Implementing RAG With Spring AI and Ollama Using Local AI/LLM Models
In this article, learn how to use AI with RAG independent from external AI/LLM services with Ollama-based AI/LLM models.
Join the DZone community and get the full member experience.
Join For FreeThis article is based on this article that describes the AIDocumentLibraryChat project with a RAG-based search service based on the Open AI Embedding/GPT model services.
The AIDocumentLibraryChat project has been extended to have the option to use local AI models with the help of Ollama. That has the advantage that the documents never leave the local servers. That is a solution in case it is prohibited to transfer the documents to an external service.
Architecture
With Ollama, the AI model can run on a local server. That changes the architecture to look like this:
The architecture can deploy all needed systems in a local deployment environment that can be controlled by the local organization. An example would be to deploy the AIDocumentLibraryChat application, the PostgreSQL DB, and the Ollama-based AI Model in a local Kubernetes cluster and to provide user access to the AIDocumentLibraryChat with an ingress. With this architecture, only the results are provided by the AIDocumentLibraryChat application and can be accessed by external parties.

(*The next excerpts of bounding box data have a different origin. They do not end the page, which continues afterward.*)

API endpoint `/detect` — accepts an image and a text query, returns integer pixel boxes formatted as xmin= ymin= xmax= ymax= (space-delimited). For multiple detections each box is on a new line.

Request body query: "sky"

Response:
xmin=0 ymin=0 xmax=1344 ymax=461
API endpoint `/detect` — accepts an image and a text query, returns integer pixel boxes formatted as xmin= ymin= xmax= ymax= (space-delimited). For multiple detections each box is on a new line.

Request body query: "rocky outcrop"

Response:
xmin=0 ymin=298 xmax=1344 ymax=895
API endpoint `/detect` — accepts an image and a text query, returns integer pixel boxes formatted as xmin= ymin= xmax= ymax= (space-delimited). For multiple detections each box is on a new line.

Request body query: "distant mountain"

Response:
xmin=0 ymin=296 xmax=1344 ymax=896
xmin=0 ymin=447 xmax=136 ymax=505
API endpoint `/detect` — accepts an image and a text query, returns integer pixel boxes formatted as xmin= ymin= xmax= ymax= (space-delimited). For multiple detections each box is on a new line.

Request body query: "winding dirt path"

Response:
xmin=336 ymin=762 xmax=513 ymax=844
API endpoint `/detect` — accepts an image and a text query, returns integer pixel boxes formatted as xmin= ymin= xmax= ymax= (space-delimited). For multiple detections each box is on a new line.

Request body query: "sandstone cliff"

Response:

The system architecture has the UI for the user and the application logic in the AIDocumentLibraryChat application. The application uses Spring AI with the ONNX library functions to create the embeddings of the documents. The embeddings and documents are stored with JDBC in the PostgreSQL database with the vector extension. To create the answers based on the documents/paragraphs content, the Ollama-based model is called with REST. The AIDocumentLibraryChat application, the Postgresql DB, and the Ollama-based model can be packaged in a Docker image and deployed in a Kubernetes cluster. That makes the system independent of external systems. The Ollama models support the needed GPU acceleration on the server.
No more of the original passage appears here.